Martinelli also has worked in government, serving as chairman of the board of directors of the Panama Canal Authority, as Panama Canal minister and director of Panama’s Social Security Administration.
“Frankly, the business sector is going to love Martinelli,” said Heather Berkman, a Latin America analyst for the consulting firm Eurasia Group. “He’s planning on cutting corporate taxes to implement the flat tax, and he came out last week saying he would resist any legislation requiring more tax transparency and information sharing – which the U.S. Congress has been demanding as a precursor to movement on the Panama free-trade agreement.”
Trade and Taxes
The George W. Bush administration in the U. S. and Panama’s reigning Martín Torrijos administration finished negations and signed a U.S. – Panama free trade agreement in December, 2006, and current U.S. President Barack Obama has said it is the first such agreement he wants to move through Congress.

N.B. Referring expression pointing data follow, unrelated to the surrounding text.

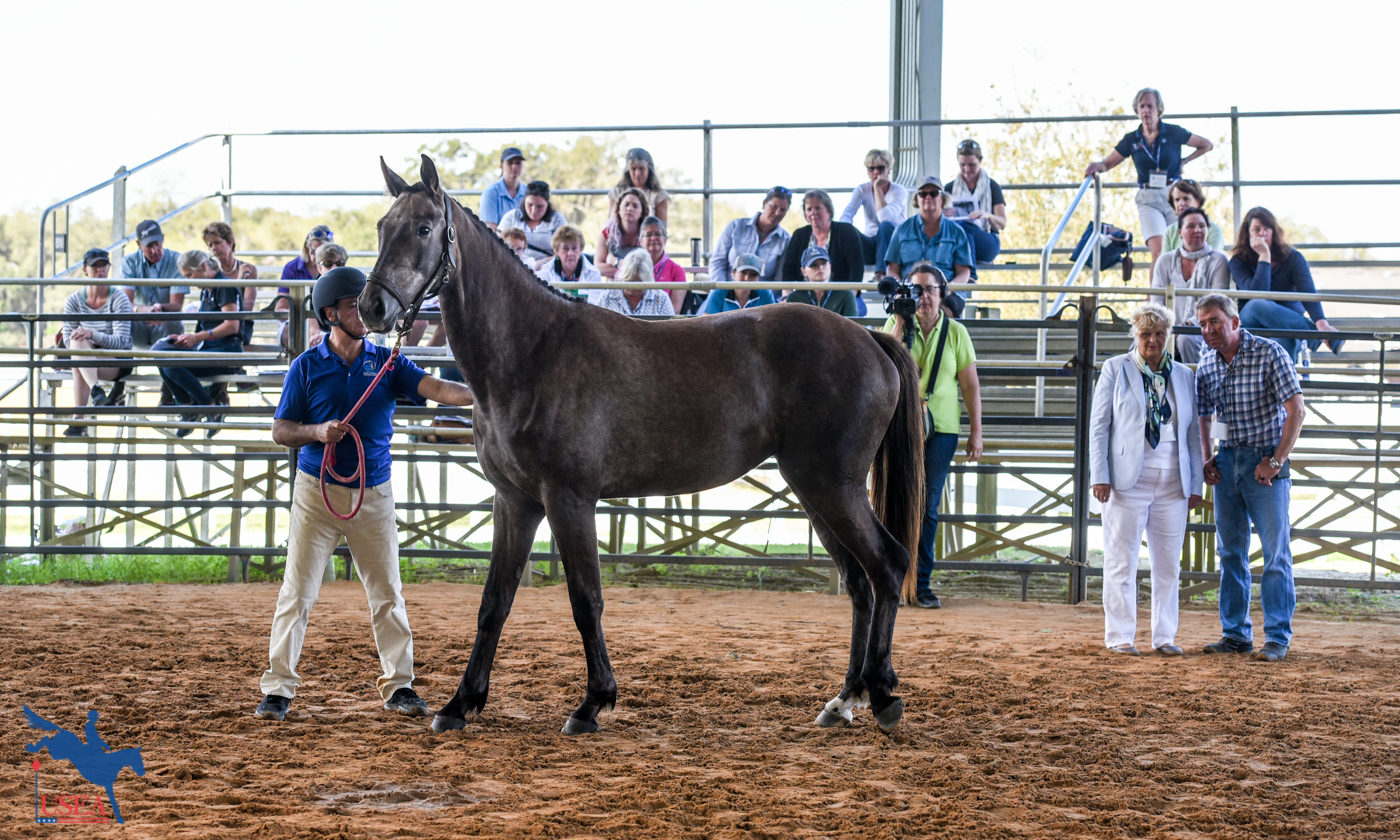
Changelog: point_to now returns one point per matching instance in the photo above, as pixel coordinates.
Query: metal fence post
(1234, 163)
(1084, 357)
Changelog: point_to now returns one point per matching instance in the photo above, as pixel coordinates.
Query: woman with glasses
(931, 238)
(640, 172)
(840, 241)
(759, 235)
(622, 235)
(538, 219)
(1192, 265)
(947, 366)
(1155, 149)
(1263, 261)
(977, 205)
(1182, 195)
(884, 203)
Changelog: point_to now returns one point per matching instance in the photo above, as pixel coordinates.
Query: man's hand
(331, 431)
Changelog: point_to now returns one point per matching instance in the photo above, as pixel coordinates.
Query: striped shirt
(1249, 392)
(109, 335)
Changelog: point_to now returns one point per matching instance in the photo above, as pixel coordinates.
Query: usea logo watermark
(94, 762)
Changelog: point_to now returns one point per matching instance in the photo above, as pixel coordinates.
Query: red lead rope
(328, 458)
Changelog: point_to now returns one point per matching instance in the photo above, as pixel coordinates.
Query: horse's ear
(429, 172)
(391, 179)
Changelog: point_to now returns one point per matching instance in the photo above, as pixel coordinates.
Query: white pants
(1154, 506)
(374, 543)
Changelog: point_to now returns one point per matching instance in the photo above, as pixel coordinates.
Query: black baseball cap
(149, 231)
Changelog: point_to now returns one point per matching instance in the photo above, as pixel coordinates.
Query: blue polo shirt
(322, 387)
(496, 202)
(948, 248)
(1164, 154)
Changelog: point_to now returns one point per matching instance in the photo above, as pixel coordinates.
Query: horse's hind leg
(515, 518)
(576, 532)
(839, 710)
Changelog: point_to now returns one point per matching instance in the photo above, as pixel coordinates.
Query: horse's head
(416, 248)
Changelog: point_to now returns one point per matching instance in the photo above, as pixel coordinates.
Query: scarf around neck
(1155, 385)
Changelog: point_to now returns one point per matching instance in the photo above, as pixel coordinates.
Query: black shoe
(408, 702)
(273, 706)
(1229, 646)
(927, 601)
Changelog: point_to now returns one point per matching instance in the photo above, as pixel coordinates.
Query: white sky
(97, 84)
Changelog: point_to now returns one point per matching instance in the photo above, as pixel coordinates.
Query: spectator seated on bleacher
(1192, 265)
(976, 203)
(928, 237)
(1263, 261)
(570, 265)
(634, 268)
(745, 268)
(1183, 195)
(219, 237)
(640, 172)
(301, 268)
(840, 241)
(538, 219)
(662, 268)
(623, 231)
(816, 268)
(153, 262)
(759, 235)
(884, 202)
(212, 335)
(88, 335)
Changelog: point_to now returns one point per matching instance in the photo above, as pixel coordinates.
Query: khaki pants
(374, 543)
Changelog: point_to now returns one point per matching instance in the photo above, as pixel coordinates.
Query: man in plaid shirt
(1248, 396)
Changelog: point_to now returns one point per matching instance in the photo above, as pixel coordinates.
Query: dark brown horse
(577, 403)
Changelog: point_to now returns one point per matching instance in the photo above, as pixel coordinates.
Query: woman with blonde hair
(1145, 469)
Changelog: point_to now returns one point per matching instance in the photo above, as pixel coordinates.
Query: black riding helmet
(333, 287)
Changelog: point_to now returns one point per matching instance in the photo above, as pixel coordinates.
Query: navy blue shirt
(322, 387)
(1164, 154)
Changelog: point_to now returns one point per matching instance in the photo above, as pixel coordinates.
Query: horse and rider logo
(94, 763)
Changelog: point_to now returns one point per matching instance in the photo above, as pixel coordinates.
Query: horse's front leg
(515, 520)
(576, 531)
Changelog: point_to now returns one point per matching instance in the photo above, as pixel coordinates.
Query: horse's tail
(898, 483)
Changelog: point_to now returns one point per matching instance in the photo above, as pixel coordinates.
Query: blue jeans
(1262, 314)
(938, 459)
(185, 381)
(1239, 500)
(874, 248)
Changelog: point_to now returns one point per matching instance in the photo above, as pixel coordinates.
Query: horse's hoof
(889, 716)
(578, 727)
(444, 723)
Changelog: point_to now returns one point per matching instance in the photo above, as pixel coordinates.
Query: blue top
(1249, 392)
(1164, 154)
(949, 248)
(135, 266)
(496, 202)
(322, 387)
(721, 300)
(741, 237)
(1291, 275)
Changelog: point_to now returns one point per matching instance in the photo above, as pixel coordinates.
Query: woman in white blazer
(1145, 468)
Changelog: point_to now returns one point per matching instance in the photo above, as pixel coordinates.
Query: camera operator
(947, 364)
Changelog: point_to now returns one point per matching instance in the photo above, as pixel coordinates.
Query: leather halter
(445, 268)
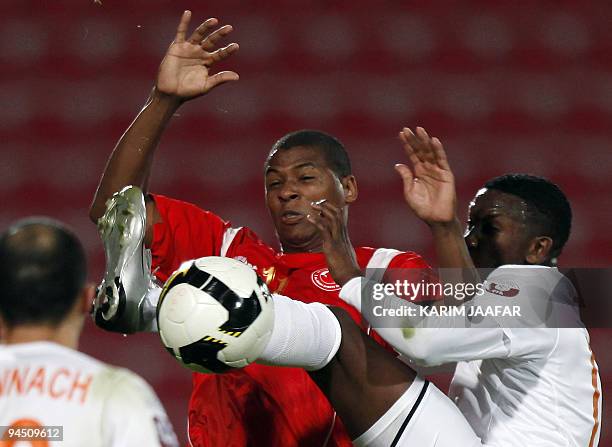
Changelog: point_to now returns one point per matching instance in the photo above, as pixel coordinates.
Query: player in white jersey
(532, 380)
(47, 387)
(533, 386)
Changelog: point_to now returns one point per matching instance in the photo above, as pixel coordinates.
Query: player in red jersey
(258, 406)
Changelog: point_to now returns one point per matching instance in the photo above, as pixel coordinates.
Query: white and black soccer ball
(215, 314)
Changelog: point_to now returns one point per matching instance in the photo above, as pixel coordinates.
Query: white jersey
(516, 386)
(46, 384)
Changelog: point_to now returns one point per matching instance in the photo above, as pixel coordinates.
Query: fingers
(222, 53)
(412, 156)
(208, 43)
(405, 173)
(181, 31)
(202, 35)
(221, 78)
(440, 153)
(421, 148)
(198, 35)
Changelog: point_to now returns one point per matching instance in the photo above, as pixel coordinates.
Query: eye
(489, 228)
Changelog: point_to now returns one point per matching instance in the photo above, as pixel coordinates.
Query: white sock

But some key U.S. Democrats have said they will not vote for the deal unless Panama – recently mentioned on a tax haven list produced by the Organization for Economic Cooperation and Development (OECD) – agrees to share sensitive tax information with the United States.

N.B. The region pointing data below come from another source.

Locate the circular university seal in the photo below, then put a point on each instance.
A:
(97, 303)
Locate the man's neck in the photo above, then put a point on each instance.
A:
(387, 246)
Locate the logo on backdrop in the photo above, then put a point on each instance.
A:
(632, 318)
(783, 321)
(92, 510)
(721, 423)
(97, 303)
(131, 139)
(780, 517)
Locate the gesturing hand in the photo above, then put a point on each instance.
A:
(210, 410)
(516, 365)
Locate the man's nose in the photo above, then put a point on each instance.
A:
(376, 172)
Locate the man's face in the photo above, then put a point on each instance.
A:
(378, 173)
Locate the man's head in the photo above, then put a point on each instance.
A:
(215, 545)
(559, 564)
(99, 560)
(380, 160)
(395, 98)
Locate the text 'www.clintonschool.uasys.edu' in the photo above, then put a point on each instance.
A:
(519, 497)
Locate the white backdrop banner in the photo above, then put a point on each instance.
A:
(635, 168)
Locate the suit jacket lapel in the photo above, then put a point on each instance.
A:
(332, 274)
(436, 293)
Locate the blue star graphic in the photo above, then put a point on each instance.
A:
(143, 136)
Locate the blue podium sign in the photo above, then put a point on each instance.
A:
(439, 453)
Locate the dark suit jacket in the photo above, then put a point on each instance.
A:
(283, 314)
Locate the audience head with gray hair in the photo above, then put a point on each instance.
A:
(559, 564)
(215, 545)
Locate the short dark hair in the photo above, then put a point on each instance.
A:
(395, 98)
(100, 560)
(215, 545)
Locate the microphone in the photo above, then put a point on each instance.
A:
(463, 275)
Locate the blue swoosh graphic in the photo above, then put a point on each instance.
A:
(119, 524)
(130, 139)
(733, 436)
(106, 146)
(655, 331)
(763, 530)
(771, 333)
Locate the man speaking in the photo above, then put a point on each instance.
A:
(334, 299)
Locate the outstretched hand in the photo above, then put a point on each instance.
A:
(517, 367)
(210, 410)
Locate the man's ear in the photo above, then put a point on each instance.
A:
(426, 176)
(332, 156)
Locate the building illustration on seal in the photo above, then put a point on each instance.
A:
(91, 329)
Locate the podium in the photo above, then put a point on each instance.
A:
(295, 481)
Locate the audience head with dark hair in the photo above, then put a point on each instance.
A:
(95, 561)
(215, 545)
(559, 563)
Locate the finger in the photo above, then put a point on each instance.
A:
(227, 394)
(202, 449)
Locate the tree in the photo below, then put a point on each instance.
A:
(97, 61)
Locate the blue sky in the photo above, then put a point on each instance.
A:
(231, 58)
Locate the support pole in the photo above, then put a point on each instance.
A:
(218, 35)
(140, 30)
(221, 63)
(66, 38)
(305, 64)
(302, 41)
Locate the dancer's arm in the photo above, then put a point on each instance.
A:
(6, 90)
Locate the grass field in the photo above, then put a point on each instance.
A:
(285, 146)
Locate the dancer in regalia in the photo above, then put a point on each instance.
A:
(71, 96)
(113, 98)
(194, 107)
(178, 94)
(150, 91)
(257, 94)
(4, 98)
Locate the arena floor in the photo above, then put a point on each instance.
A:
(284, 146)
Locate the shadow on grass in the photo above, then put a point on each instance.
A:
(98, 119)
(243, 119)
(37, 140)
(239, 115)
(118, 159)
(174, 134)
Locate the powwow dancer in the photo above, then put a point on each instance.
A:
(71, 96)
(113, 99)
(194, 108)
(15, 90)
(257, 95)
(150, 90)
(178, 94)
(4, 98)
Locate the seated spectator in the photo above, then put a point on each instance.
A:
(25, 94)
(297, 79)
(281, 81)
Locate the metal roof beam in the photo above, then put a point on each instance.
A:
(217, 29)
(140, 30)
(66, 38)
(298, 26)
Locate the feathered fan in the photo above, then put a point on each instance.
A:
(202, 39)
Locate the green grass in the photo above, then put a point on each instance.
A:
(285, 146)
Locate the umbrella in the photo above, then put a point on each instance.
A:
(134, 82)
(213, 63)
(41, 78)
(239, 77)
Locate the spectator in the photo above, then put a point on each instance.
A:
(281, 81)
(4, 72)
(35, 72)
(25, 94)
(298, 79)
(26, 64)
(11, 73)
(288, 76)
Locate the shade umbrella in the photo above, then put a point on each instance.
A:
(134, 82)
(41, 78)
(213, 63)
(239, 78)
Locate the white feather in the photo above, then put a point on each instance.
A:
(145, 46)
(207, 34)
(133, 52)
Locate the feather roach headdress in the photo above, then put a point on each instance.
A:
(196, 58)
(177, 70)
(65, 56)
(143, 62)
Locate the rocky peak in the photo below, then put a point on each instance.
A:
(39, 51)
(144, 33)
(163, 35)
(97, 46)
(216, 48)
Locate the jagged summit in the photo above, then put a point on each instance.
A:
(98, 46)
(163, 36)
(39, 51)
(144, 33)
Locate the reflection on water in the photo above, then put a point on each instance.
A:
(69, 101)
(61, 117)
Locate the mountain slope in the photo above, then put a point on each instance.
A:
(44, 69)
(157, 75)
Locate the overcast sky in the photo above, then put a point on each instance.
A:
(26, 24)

“A tax information exchange agreement is the least of what we should get before the free trade agreement,” U.S. Sen. Carl Levin told the U.S. news service Bloomberg.
Though Martinelli has called the trade agreement his “number one priority,” his administration has denied that Panama is a tax haven and has rejected the possibility of giving up tax information.
“The free trade agreement and sharing tax information should be dealt with separately,” Martinelli’s top economic advisor Frank de Lima told Bloomberg. “We are aware that times are changing, but we will not succumb to pressure from the U.S. so that they can start fishing expeditions to look for their citizens.”
Key Sectors Feeling Crunch
U.S. citizens have flocked to Panama in recent years, both for business and retirement, in part driving the real estate boom that has pushed dozens of high rise condo and apartment towers skyward. That too, however, is feeling the crunch.
“Local banks, though they maintain a high level of health, have restricted local credit because of the foreign banks’ lack of liquidity,” said Fernando Duque, president of the real estate development company Buenaventura, in an e-mail. “Obtaining new credit for real estate projects in Panama City has almost entirely been paralyzed.”
Duque said that he expects the Martinelli administration to continue to invest in Panama’s growing tourism industry.
“Panama has been betting on tourism as one of its fastest growing industries, and in this moment there are projects totaling about 1,500 rooms, principally in Panama City,” he said. “However, for tourism to develop in other areas, state infrastructure is necessary.”
Martinelli campaigned on promises to attract foreign investment and build better infrastructure and a subway system for the traffic-choked capital. He also inherits plans for an already partially funded $5.25 billion expansion of the Panama Canal.
Duque said he expects the canal expansion project to begin this year and “neutralize” the economic effects of the slowdown in new construction.